The good news is that back in San Francisco, a dharma brother of mine responded to the high stress of high tech workers by volunteering to teach meditation, the authentic version straight from instructions of our Rinpoche. It was evidently so helpful that he went on to craft a scientific experiment for his megacompany: Project Breathe. Everyday for four weeks, 116 employees volunteered to do 15 minutes a day of authentic Buddhist meditation, focusing on heir breathe, and the results were startling. Medical conditions evaporated, stress disappeared because people now felt better equipped to face their own fears.

I just published a piece about this on the Opinion Page of The Daily Dot, an Internet newspaper, not under my preferred title: To Breathe or Not to Breathe, because the editor wrote: You don't need another app, you just need to breathe. I wrote the essay because I wanted everyone to know genuine meditation instructions in unadulterated descent from the Buddha were out there as quite the app. I wanted multitaskers to know that breathing is a task too, one that we need to focus on because it has powerful side effects. One is mindfulness.

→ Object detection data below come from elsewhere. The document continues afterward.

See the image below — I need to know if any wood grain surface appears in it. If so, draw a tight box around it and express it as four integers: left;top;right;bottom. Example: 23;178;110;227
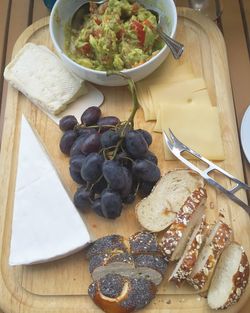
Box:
0;9;250;313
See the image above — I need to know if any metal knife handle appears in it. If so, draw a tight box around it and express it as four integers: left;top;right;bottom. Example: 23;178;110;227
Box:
164;131;250;214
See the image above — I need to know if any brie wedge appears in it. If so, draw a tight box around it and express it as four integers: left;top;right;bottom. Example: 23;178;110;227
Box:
9;117;90;265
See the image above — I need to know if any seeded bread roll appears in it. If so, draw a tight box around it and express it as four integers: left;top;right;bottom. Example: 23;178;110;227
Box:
129;231;160;255
89;252;135;280
160;188;207;261
87;235;128;259
132;254;167;285
207;242;249;309
187;221;232;290
135;169;204;232
169;215;209;287
89;253;167;285
88;274;156;313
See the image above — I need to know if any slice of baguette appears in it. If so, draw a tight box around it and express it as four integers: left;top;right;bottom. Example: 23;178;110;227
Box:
135;169;204;232
129;231;160;255
207;242;249;310
169;215;209;287
87;234;129;260
187;221;232;291
160;188;207;261
4;43;87;115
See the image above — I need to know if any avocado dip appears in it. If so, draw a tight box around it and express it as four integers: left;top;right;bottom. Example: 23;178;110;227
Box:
65;0;164;71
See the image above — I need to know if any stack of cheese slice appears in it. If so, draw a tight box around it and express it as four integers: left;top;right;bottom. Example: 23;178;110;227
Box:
9;117;90;265
138;54;224;160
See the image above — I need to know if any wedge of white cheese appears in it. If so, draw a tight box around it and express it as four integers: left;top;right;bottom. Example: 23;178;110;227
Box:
4;43;87;115
9;117;90;265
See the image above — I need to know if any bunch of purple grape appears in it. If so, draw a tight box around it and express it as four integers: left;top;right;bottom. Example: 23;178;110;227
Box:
59;107;160;219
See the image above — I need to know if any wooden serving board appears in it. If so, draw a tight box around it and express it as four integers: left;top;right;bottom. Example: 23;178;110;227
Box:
0;8;250;313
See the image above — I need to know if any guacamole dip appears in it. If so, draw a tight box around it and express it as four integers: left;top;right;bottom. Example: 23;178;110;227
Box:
65;0;164;71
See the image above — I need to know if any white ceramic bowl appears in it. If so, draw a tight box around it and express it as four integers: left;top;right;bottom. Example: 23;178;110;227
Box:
49;0;177;86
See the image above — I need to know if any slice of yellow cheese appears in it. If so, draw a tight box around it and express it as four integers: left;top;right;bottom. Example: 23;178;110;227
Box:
137;57;194;121
150;78;211;132
160;102;224;160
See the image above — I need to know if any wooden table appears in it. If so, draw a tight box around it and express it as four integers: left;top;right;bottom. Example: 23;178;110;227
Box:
0;0;250;313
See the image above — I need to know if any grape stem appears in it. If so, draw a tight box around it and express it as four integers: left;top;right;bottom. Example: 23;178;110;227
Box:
107;71;140;128
107;71;140;160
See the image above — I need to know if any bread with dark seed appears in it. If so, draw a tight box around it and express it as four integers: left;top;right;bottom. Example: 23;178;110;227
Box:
135;169;204;232
132;254;167;285
89;252;135;280
160;188;207;261
207;242;249;310
169;215;209;287
129;231;160;255
89;253;167;285
187;221;232;290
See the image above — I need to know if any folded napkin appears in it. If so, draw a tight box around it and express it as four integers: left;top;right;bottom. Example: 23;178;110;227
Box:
9;117;90;265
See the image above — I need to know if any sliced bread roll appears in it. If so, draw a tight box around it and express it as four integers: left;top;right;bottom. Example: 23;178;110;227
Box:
207;242;249;309
89;252;135;280
135;169;204;232
87;235;128;259
187;221;232;290
160;188;207;261
169;215;209;287
129;231;160;255
134;254;167;285
88;274;156;313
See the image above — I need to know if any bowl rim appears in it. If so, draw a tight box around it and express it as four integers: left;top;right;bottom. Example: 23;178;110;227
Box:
49;0;177;77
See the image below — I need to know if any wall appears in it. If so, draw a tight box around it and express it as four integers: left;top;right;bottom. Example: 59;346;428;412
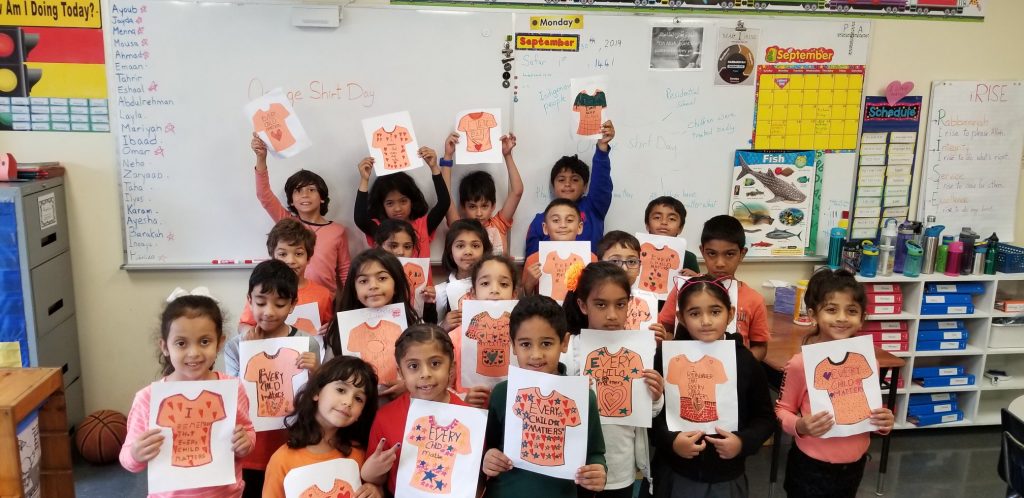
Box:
0;0;1024;412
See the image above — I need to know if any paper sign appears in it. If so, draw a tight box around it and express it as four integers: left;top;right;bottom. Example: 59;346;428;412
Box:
146;379;239;494
239;336;315;431
338;302;409;385
362;111;425;176
801;335;884;438
578;329;656;427
662;340;739;433
245;88;312;158
395;400;487;498
504;367;590;480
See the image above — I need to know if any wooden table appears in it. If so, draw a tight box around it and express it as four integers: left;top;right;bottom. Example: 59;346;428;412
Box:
764;307;906;497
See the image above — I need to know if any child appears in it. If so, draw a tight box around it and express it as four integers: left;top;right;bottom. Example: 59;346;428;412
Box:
359;324;466;496
775;269;893;498
562;261;665;498
251;133;349;295
352;147;452;257
482;296;606;498
441;133;523;254
263;357;382;498
657;214;771;362
120;295;256;498
525;121;615;256
239;218;334;335
650;276;775;498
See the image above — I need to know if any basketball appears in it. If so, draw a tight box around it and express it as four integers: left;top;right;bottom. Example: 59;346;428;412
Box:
75;410;128;464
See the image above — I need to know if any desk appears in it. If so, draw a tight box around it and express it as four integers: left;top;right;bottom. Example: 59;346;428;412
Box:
764;308;906;497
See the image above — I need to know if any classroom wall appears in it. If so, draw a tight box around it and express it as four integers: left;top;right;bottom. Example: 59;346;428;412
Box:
0;0;1024;412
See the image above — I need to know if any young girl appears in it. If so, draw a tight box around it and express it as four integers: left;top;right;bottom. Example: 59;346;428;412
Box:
775;269;893;498
263;357;383;498
121;295;256;498
352;147;452;257
563;261;665;498
651;276;775;498
251;133;349;295
359;324;466;496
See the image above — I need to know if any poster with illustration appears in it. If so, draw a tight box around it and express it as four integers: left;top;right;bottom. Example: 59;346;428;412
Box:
146;379;239;494
239;336;315;431
245;88;312;158
504;367;590;480
635;232;686;300
662;340;739;433
459;299;519;387
285;458;362;498
729;151;820;256
394;400;487;498
569;76;611;138
338;302;409;385
801;335;884;438
538;241;592;304
362;111;426;176
455;108;502;164
578;329;656;427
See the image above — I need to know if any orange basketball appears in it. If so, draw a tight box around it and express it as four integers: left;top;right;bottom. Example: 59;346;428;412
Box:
75;410;128;464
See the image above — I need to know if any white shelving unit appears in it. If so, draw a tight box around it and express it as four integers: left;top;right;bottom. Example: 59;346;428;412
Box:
857;273;1024;429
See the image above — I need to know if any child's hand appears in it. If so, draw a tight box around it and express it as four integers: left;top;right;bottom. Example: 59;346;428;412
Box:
131;428;164;462
480;448;512;478
705;427;743;460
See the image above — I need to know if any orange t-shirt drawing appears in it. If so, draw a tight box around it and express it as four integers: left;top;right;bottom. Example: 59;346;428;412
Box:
512;387;582;467
814;352;872;425
243;347;303;417
459;113;498;152
406;415;473;495
345;320;401;384
373;125;413;169
583;347;643;417
466;312;512;377
157;390;227;467
665;355;729;422
253;103;295;152
637;242;682;294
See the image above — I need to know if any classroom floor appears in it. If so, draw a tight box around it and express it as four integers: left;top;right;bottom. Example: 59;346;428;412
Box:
75;426;1006;498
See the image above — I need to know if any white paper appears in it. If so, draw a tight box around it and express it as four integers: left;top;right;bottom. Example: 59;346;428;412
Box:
362;111;426;176
245;88;312;158
239;338;315;431
395;400;487;498
662;340;739;434
455;108;502;164
337;302;409;385
504;367;590;480
284;458;362;498
801;335;883;438
578;329;656;427
146;379;239;494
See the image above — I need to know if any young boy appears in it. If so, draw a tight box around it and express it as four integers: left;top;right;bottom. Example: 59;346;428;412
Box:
657;214;771;362
482;296;606;498
525;121;615;257
239;218;334;335
440;133;523;255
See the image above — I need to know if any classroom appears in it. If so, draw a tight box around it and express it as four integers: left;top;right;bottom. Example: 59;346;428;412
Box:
0;0;1024;497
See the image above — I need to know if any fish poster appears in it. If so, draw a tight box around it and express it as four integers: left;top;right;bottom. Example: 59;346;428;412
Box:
504;367;590;480
146;379;239;494
394;400;487;498
662;340;739;433
729;151;817;256
577;329;656;427
284;458;362;498
337;302;409;385
801;335;884;438
239;335;309;431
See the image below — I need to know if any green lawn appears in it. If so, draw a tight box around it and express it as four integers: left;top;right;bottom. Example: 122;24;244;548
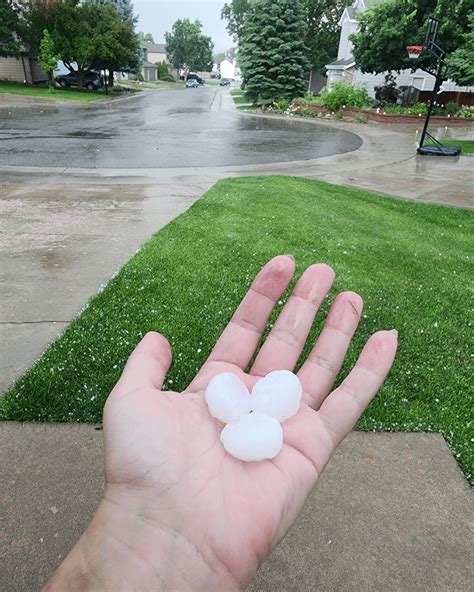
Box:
428;138;474;156
0;177;474;480
0;80;105;101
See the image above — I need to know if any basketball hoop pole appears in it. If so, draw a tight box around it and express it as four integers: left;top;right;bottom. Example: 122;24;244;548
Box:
415;16;461;156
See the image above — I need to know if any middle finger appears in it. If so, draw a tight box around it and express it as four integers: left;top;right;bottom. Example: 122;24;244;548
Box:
250;263;335;376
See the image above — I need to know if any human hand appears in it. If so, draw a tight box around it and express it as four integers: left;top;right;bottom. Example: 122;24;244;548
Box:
48;256;397;591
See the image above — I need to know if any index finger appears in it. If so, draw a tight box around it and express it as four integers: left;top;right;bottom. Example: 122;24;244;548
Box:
189;255;295;388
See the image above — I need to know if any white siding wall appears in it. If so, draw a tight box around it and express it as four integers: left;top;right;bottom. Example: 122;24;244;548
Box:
221;60;235;78
147;51;168;64
0;58;32;83
337;20;357;60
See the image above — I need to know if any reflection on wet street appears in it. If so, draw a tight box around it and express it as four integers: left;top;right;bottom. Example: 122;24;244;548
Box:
0;87;362;168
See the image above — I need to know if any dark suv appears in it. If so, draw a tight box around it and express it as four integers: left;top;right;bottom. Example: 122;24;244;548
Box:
56;70;104;90
181;72;204;84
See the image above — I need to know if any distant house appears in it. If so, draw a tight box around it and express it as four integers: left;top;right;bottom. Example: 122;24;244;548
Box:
0;50;48;84
326;0;474;104
142;41;169;81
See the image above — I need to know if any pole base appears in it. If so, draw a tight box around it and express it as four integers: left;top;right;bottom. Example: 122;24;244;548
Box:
417;146;461;156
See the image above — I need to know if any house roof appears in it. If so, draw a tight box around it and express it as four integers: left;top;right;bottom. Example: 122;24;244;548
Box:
142;41;166;53
326;57;355;70
346;6;355;19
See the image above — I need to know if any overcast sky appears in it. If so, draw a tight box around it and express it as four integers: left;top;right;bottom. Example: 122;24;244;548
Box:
133;0;234;51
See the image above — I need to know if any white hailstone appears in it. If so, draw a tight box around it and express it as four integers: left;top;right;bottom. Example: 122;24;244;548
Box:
221;413;283;461
204;372;250;423
250;370;303;421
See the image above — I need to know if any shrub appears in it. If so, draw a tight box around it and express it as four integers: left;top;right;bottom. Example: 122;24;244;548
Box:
321;82;371;110
271;98;290;111
297;93;323;105
375;74;400;107
160;74;176;82
457;106;474;118
444;101;461;115
405;103;428;115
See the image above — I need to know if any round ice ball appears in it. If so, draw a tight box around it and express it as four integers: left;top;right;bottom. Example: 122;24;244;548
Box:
250;370;303;421
221;413;283;461
204;372;250;423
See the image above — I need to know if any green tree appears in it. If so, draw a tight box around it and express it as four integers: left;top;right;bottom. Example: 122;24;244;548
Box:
0;0;20;57
38;29;59;81
27;0;140;88
93;0;137;86
221;0;252;41
94;2;142;86
138;31;155;43
351;0;472;83
239;0;309;99
165;19;214;81
448;12;474;86
221;0;351;74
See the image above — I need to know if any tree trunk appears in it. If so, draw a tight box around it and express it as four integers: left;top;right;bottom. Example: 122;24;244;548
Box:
77;68;84;90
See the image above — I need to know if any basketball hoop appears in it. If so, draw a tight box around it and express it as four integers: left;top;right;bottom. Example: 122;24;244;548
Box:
407;45;423;60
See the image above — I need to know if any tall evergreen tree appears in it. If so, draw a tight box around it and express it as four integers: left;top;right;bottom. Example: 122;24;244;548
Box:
0;0;20;57
239;0;310;99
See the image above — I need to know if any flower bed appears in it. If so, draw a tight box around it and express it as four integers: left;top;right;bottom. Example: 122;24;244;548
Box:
290;100;474;125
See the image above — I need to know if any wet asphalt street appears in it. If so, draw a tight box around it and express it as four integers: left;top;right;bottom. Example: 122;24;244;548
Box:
0;86;362;168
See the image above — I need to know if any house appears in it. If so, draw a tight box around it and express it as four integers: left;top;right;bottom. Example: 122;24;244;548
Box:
142;41;168;81
0;49;48;84
326;0;474;104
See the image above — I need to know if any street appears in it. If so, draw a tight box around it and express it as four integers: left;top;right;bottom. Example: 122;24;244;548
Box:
0;86;362;168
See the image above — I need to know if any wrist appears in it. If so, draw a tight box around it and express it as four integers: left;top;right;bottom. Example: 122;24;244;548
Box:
45;496;243;592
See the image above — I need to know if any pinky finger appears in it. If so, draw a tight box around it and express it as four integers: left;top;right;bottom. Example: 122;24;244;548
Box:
318;330;397;447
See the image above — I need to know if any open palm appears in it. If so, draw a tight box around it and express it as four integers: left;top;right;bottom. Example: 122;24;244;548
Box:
104;256;397;589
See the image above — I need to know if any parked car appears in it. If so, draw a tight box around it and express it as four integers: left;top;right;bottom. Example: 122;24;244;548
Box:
186;78;199;88
56;70;104;90
188;72;204;84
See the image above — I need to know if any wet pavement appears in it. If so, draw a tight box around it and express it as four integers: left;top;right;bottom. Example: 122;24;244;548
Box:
0;89;474;392
0;86;362;169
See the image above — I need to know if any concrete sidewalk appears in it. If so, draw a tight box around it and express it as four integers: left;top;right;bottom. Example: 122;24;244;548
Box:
0;423;474;592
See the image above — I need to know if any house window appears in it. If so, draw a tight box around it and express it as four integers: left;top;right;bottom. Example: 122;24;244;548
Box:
411;76;426;90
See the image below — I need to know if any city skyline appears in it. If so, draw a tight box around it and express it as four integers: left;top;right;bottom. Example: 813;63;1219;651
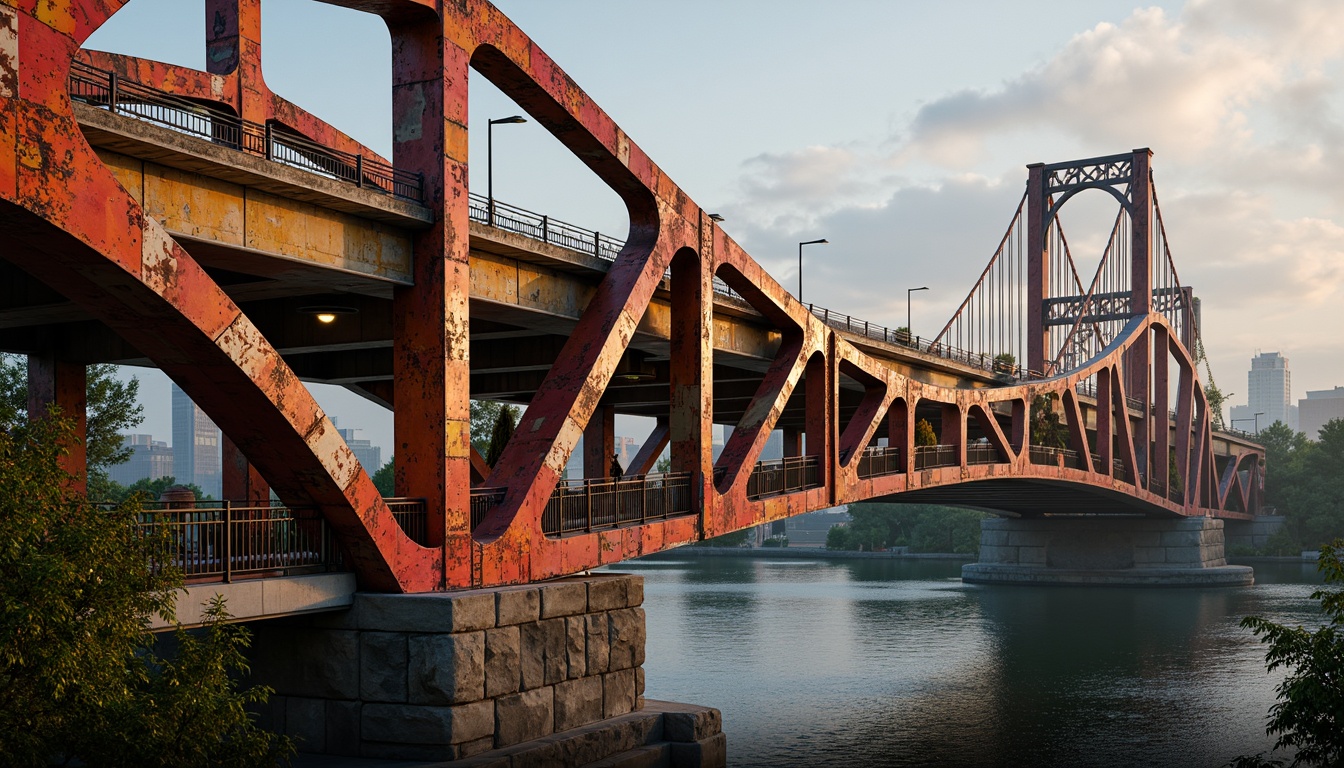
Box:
90;0;1344;453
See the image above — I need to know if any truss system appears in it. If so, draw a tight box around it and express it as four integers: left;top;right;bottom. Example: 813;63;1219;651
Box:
0;0;1262;592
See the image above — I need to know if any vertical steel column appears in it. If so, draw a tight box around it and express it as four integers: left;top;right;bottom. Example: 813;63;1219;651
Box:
583;404;616;480
28;352;89;492
1027;163;1050;371
220;432;270;506
388;20;473;586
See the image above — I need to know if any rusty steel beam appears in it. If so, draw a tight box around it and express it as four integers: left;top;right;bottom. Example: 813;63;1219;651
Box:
0;0;1261;592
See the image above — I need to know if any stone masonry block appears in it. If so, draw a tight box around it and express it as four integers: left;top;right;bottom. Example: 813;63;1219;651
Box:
589;576;629;613
540;619;570;686
485;627;523;698
583;613;612;675
352;589;496;632
672;733;728;768
519;621;546;690
495;586;542;627
625;574;644;608
360;701;495;744
407;632;485;705
495;686;555;746
540;581;587;619
323;701;364;757
564;616;587;681
1017;546;1046;565
285;697;327;752
602;670;634;717
663;707;723;741
359;632;406;702
555;678;602;732
607;608;645;670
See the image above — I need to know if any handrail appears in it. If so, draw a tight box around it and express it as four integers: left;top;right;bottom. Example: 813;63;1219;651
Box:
70;61;425;203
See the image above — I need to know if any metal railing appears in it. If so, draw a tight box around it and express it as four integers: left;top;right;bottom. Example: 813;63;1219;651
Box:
131;502;340;584
542;472;692;537
1028;445;1079;469
915;445;957;469
966;443;1005;464
70;62;425;203
859;447;906;477
126;499;429;584
747;456;821;500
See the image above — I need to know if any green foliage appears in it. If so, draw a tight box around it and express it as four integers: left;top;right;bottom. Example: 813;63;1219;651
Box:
0;354;145;469
472;399;504;456
827;502;988;554
1234;540;1344;767
0;418;289;768
485;405;517;467
1031;393;1068;448
83;594;294;768
372;456;396;496
1257;420;1344;554
915;418;938;445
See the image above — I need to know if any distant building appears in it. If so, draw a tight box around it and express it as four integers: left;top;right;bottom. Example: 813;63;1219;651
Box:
172;383;222;499
1297;386;1344;440
1228;352;1297;432
108;434;173;486
336;429;383;475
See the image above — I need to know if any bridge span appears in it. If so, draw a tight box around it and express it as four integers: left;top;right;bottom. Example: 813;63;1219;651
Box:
0;0;1262;592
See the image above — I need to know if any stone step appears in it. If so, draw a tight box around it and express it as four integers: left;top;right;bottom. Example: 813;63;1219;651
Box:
585;741;672;768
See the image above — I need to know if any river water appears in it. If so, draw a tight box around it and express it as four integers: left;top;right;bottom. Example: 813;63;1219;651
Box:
614;553;1318;768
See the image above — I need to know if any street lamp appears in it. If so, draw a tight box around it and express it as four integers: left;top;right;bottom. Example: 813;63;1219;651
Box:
798;238;831;301
906;285;929;339
485;114;527;226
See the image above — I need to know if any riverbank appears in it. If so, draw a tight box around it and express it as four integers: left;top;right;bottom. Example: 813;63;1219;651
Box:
638;546;976;562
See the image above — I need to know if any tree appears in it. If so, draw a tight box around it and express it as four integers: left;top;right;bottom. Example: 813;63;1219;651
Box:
1031;393;1068;448
1232;539;1344;768
0;354;145;473
915;418;938;445
472;399;504;456
0;413;289;768
485;405;517;467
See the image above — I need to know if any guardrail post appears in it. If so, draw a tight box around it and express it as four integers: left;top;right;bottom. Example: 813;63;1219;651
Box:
224;499;234;584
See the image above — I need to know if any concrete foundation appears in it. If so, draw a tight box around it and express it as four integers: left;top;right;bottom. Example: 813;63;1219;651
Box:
241;574;726;767
961;518;1254;586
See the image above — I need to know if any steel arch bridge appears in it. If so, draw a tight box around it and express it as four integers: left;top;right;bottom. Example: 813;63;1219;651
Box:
0;0;1263;592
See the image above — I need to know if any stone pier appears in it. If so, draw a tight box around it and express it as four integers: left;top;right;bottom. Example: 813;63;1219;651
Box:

Which brings me, if I may, to paraphrase the late great storyteller Raymond Carver: what do we talk about when we talk about mindfulness? So many have talked so much about what Buddhism would become when it came to America, what's happening to it may be a sneak peek. After all, we are fanatic monotheists who like extracting one element from a whole, obsessing over one contributor to a complex network. One God, one magic bullet, one winner take all, beta-carotene!  Vitamin D! Mindfulness!

Perhaps this is what the ancient prophet Padmasambhava, aka Guru Rinpoche, meant 1500 years ago when he warned of a degenerate age that would dilute and probably destroy the Dharma.  When mindfulness gets extracted from the hard work of meditation, and dedication to doing it so you eventually get the wisdom that can help others, when it gets sold like stuff at Walmart, it's doomed like the word "organic" whose verifiable meaning commercial interests so exuberantly looted. 

I do not think Shakyamuni Buddha would friend or LIKE this turn of events because real mindfulness is the study of, the focus on, reality: that real unabashed hardcore reality we drive further away with each new fad. It really is all about your focus.


~Sandy Garson "Wordsmithing to attest how the Dharma saved me from myself!"